Spring Table — 春卓
by Toru Mabuchi
- Source:
- ukiyo-e.org
Description
Spring Table is a still-life Japanese woodblock print by Toru Mabuchi, catalogued through [ukiyo-e](/glossary/ukiyo-e).org from a Japanese Art Open Database (JAODB) record. The image presents an arrangement of objects on a tabletop, a recurring subject in Mabuchi's mature work in which vases, fruit, ceramics, and household items are gathered into carefully balanced compositions. Mabuchi's still lifes often translate familiar domestic scenes into firmly designed shapes, with flattened forms and bold silhouettes that emphasize the printmaker's command of cut line and color block. As a [sosaku-hanga](/glossary/sosaku-hanga) artist, Mabuchi designed, carved, and printed his blocks personally, and Spring Table reflects that creative-print sensibility through its handled surface, intentional registration choices, and the painterly variation of tone within otherwise flat color fields. The seasonal title situates the work within the broader Japanese tradition of associating still-life subjects with the passage of time and the calendar, a thread that connects Mabuchi's modernist designs to older conventions in Japanese painting and woodblock printing.

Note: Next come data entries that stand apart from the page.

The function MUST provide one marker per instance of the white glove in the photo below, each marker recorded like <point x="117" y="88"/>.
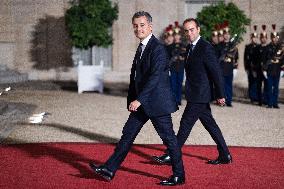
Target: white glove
<point x="235" y="71"/>
<point x="254" y="74"/>
<point x="281" y="74"/>
<point x="265" y="74"/>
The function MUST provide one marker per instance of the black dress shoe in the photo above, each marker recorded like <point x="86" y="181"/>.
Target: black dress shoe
<point x="102" y="171"/>
<point x="163" y="159"/>
<point x="221" y="160"/>
<point x="173" y="180"/>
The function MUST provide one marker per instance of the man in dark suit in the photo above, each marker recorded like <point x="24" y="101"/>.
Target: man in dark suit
<point x="201" y="66"/>
<point x="149" y="97"/>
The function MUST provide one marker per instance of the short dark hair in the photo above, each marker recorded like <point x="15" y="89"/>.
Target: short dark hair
<point x="192" y="20"/>
<point x="142" y="13"/>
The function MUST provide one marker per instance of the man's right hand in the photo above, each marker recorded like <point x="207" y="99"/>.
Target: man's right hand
<point x="221" y="101"/>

Within the postwar sosaku-hanga movement, Mabuchi was one of a generation of artists who turned away from the figurative ukiyo-e legacy to develop a more personal, design-conscious vocabulary, exhibiting alongside peers such as Un'ichi Hiratsuka, Kiyoshi Saito, and Junichiro Sekino. Spring Table contributes to that body of work in its meditative arrangement and disciplined palette. The print's documentation through the Japanese Art Open Database, aggregated by ukiyo-e.org, supports research into Mabuchi's still-life production and the wider context of mid-century Japanese woodblock practice.